Chemical substances in red meat can damage heart health

Eating too much steak, ground beef and salt pork (bacon) is not good for the heart, says a U.S. scientist. A study in the journal Nature Medicine suggests that carnitine in red meat is converted by bacteria in the gut.

Chemical substances in red meat can damage heart health

It is made ​​up of cholesterol levels and increase the risk of heart disease. Dieticians warn of the risk for people who consume carnitine supplements, as reported by the BBC on Monday.

There are many studies that show that eating red meat on a regular basis would be damaging to health.

In the UK, the government recommends eating no more than 70 grams of red or processed meat per day. The amount is equivalent to two slices of salt pork (bacon).

Saturated fats and in processed meat pengawat substances believed to contribute to heart problems.

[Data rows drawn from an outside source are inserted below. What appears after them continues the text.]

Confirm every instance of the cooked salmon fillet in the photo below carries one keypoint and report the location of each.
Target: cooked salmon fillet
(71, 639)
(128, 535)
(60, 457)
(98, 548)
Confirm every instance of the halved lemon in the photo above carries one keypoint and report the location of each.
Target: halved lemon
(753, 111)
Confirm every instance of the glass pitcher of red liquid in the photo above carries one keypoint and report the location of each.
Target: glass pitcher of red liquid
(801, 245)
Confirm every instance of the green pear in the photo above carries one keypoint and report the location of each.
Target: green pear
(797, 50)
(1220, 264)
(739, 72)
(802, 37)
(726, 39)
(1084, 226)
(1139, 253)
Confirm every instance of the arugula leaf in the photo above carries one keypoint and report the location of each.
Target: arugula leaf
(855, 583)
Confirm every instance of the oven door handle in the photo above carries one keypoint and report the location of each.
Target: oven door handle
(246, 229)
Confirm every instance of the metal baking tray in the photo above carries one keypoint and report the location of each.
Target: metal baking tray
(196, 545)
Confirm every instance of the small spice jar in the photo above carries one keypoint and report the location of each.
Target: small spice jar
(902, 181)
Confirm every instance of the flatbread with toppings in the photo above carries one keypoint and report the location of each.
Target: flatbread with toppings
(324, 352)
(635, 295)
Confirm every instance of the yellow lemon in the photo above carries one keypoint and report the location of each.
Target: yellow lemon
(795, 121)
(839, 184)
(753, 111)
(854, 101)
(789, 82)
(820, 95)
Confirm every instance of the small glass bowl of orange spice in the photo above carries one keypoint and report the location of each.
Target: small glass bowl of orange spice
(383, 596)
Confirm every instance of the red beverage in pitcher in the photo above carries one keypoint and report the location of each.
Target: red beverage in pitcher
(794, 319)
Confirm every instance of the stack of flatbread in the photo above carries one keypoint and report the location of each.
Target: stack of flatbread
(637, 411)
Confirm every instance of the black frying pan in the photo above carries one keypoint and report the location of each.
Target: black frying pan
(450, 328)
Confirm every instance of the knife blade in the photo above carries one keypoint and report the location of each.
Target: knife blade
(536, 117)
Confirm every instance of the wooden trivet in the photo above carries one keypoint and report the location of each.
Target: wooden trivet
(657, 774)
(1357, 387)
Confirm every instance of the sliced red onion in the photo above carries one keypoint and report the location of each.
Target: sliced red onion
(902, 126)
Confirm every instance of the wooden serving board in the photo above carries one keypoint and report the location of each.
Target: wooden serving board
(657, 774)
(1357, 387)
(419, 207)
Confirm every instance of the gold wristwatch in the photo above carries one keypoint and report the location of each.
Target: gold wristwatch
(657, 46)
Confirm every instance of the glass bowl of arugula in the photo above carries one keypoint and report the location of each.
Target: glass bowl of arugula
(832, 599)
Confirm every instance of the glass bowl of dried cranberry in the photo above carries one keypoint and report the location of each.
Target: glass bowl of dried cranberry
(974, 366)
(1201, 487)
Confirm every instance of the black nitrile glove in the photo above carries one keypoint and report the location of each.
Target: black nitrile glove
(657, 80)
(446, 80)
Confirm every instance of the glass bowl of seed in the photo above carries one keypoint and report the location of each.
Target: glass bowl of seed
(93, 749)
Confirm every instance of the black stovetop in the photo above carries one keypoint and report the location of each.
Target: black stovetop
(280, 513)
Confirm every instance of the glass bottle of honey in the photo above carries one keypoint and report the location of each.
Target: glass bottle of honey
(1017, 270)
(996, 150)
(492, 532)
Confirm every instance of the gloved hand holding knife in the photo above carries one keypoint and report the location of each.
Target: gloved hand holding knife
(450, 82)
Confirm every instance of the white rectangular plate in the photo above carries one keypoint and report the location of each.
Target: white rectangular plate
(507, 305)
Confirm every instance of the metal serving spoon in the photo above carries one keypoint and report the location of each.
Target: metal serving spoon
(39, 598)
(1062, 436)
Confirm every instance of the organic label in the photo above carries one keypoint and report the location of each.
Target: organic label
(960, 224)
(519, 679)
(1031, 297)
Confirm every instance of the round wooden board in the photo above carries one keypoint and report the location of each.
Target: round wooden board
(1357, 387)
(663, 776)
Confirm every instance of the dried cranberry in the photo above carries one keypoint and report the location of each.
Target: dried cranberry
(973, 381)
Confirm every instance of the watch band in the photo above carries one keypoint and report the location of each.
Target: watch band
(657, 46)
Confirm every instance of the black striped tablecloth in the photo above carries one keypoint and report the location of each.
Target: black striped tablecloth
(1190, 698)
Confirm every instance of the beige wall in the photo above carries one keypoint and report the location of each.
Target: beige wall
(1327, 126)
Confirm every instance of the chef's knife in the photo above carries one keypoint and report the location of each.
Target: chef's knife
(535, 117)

However, why it happened yet revealed much.

"Levels of cholesterol and saturated fat from red meat is not so high, there is something that contributes to increased risk of cardiovascular (heart disease)," said the researcher, Stanley Hazen.

Experiments in mice and humans showed bacteria in the gut can take carnitine. The agent then broke into a gas that is converted in the liver into a chemical called TMAO.

In that study, TMAO is very closely related to the buildup of fatty deposits in blood vessels that can cause heart disease and death.

"TMAO waste product but may significantly affect cholesterol metabolism and leads to a buildup of cholesterol," said Hazen.

The findings reinforce the idea of ​​using probiotic youghurt can change the balance of bacteria in the gut. Reducing bacteria that feed carnitine in theory lessen the health risks of red meat. A vegetarian would naturally have fewer bacteria capable of breaking down carnitine than meat eaters.